While not every iGaming operator is perfect, he said, many understand they have responsibilities and tools to assist those with problems. The better companies make use of the new technology regardless of what regulators require them to do, which is important given the wide range of different states’ approaches to responsible gambling, Whyte said.
“In online gaming there have been a lot of lessons learned, and even traditional land-based companies are doing far more responsible gaming online in general than they do in their land-based operations,” Whyte said. “I think online operators are starting at a far higher level.”
However, in Whyte’s view, most mobile operators can do even more to use data to help irresponsible players. They track all kinds of player information that can tip them off about problems, Whyte said, but instead of intervening with customers, they shy away for fear of liability or reluctance to accept the role of “auto-psychologist.” That’s a difference from European operators that is harmful in the United States, he suggested.
“There will always be risks, players who fall through the cracks,” Whyte said. “We can never prevent and eliminate a disease like gambling addiction, it trivializes it to believe so.” But, he added, “we can do better to inform, to educate, to use the technology for good as well as maximizing profit.”
Self-exclusion lists are hard to unify
Among the Pennsylvania gaming board’s responsible gambling tools is its set of voluntary self-exclusion lists designed to prevent compulsive gamblers from either walking into a casino or playing online, if they are so concerned about their risks that they sign up.
The panelists agreed that creating a national database to share names and information among states would be better, but that practical concerns make that difficult for now.
Lanza said she and peers nationally have discussed the issue but run into roadblocks because jurisdictions adopt different methods of creating the lists, with different rules attached. In Pennsylvania, for example, people who opt in to self-exclusion lists agree to be placed under arrest for trespass if they’re caught in a casino, but that’s not always the case in other states.
A similar patchwork exists for the many different ways in which states regulate problem gambling. Whyte noted the problem of differing states using separate hotline numbers instead of agreeing on a single number.
“I think it’s important just to continue to work with other states,” Lanza said. “I don’t have a good, solid answer of how we become more uniform nationwide.”
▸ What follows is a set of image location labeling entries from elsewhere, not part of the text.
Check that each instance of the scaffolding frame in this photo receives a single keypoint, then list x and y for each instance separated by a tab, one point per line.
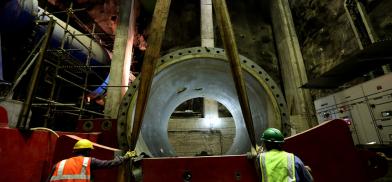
63	63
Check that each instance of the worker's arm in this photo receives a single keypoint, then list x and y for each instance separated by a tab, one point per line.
302	174
51	173
99	164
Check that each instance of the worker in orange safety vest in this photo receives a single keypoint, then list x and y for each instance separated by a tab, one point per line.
78	168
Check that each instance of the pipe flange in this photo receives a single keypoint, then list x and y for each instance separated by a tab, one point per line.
272	90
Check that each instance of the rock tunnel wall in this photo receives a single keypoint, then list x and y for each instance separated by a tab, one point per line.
325	35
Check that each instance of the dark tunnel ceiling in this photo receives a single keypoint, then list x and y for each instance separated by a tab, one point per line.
104	13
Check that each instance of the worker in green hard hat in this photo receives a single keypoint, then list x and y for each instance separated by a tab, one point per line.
78	168
276	165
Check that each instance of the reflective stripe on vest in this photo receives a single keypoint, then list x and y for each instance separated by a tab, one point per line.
84	174
277	166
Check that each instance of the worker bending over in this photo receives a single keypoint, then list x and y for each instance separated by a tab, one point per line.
277	165
79	168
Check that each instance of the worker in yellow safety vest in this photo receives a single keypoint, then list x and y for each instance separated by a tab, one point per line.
79	168
276	165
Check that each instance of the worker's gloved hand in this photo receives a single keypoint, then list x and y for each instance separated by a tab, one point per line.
130	154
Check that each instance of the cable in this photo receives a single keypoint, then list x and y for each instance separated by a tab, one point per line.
46	129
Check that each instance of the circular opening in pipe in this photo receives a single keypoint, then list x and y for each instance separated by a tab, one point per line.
201	127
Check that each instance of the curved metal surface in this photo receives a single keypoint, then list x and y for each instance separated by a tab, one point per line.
201	72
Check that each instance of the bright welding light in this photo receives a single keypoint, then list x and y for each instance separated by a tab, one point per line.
212	122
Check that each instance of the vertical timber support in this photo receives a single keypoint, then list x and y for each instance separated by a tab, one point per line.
300	105
226	31
156	34
1	62
122	54
207	40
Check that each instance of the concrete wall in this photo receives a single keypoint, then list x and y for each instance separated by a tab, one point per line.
189	137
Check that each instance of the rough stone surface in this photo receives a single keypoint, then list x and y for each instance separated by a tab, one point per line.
326	36
380	16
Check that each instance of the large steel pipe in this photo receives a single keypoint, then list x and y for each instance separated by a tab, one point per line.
202	72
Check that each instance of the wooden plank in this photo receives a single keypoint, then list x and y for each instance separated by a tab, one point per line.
156	34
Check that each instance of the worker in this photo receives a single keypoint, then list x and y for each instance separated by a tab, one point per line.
79	168
276	165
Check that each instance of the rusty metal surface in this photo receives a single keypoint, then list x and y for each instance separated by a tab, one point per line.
199	169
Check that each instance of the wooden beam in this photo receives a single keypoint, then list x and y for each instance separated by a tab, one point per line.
156	34
227	34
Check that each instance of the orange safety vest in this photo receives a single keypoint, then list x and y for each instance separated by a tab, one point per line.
75	169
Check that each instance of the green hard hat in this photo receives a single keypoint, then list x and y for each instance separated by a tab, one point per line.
272	135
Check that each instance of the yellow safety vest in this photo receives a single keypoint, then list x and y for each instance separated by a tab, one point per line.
277	166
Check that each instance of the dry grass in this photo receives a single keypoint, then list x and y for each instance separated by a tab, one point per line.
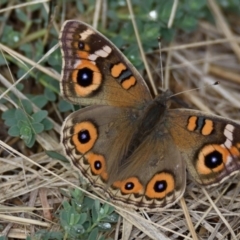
30	180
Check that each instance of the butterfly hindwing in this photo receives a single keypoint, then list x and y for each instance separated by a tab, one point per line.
95	71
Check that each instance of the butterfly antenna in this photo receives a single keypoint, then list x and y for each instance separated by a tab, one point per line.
193	89
161	67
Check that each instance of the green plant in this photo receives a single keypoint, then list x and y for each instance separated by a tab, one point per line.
82	218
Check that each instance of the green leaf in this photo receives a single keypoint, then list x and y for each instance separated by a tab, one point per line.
14	131
37	127
30	141
39	101
9	114
50	95
11	122
93	234
39	116
20	115
27	106
48	125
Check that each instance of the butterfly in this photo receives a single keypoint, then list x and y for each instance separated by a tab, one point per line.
129	145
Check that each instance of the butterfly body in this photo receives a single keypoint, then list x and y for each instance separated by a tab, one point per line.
127	144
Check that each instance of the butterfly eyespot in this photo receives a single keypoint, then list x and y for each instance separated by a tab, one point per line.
84	136
81	45
85	77
97	164
129	186
160	185
213	159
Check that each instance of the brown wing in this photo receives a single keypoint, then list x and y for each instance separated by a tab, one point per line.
209	144
95	140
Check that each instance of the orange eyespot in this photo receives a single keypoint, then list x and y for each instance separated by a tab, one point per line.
84	136
129	186
98	164
160	185
86	78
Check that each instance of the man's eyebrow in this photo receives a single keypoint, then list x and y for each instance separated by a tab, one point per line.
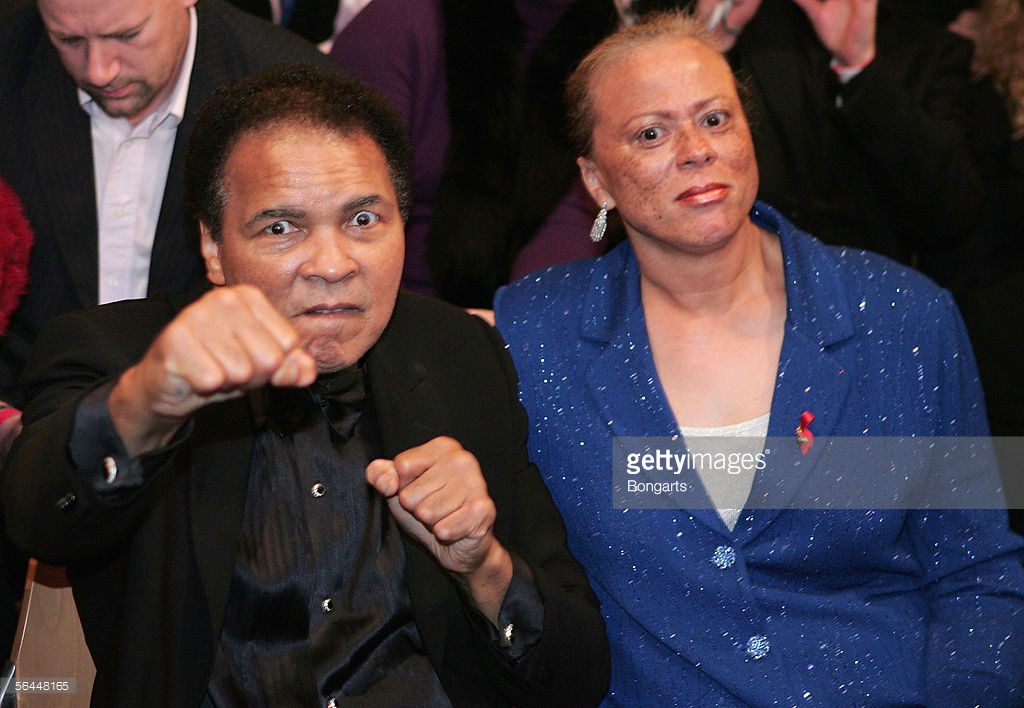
66	36
275	213
123	33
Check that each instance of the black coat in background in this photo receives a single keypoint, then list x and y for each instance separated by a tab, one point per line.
882	163
46	157
152	569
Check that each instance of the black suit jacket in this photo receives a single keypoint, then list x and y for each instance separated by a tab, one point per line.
151	569
882	163
46	157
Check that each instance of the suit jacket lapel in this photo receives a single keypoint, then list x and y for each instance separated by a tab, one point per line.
61	148
218	484
406	404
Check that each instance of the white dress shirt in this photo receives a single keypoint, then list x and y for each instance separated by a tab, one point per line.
131	164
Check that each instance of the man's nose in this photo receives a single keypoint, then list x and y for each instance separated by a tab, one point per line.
102	65
329	257
693	150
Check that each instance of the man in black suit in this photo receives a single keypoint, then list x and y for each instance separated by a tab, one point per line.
860	119
301	487
74	73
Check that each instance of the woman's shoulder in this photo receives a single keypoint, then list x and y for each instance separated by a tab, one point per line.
552	292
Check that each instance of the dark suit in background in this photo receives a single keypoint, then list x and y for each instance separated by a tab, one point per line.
152	570
882	162
46	157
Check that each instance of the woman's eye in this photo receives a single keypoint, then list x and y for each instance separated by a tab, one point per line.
365	218
281	227
649	134
714	120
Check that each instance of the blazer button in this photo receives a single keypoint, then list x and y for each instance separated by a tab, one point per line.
724	557
110	469
757	647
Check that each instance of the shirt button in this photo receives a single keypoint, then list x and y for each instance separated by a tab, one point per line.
757	647
110	469
724	557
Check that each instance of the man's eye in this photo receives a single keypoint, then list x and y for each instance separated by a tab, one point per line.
365	218
281	227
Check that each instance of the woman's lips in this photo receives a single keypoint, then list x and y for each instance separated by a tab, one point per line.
704	194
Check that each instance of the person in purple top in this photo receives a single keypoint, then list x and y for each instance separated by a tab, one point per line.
496	193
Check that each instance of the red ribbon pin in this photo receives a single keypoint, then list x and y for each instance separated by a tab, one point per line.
804	434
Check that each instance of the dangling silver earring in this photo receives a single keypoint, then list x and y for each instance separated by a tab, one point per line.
600	223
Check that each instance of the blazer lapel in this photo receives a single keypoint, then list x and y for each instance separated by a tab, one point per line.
624	370
61	147
809	377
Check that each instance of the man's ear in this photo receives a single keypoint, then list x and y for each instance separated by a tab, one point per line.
594	183
211	254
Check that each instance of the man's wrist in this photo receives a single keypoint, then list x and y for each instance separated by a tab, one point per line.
140	429
488	583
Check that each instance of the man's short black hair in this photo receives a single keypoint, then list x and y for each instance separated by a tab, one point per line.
299	93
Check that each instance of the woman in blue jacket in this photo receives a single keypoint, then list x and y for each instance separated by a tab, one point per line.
718	318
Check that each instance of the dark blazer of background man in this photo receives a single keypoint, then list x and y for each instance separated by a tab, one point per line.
46	157
147	423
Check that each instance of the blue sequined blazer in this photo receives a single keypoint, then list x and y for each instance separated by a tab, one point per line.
794	607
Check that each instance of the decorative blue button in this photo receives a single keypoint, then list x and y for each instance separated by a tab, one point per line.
724	556
757	647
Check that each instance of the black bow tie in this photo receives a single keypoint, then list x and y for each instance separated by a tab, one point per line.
339	396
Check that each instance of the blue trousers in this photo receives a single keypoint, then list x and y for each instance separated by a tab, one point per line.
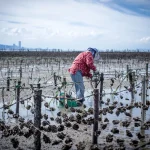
79	85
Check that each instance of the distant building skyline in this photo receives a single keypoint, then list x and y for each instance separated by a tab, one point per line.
76	24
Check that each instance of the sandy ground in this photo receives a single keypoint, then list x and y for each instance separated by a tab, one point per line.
83	134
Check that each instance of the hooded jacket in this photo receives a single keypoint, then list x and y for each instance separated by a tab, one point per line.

Without a national governing body and set of regulations for responsible gambling, Whyte said, it’s up to regulators, the industry, and advocates to coalesce around best practices, to have “harmonization” on how operators should conduct themselves to protect at-risk customers.
Too many operators, he said, remain “passive” while saying the right things publicly about responsible gambling. According to Whyte, they would help their image and operations by using all of the data available to them and prioritizing the issue.
And regulators, Whyte said, should be more like those in Pennsylvania instead of following what he called “the Nevada model” of simply putting up a casino sign or online banner urging players to gamble responsibly.
“We all have a role in this,” Lanza agreed. “I think it’s important for all of us who are players in the responsible gambling field, that we all take responsibility and do all that we can to help those who may need it now or in the future.”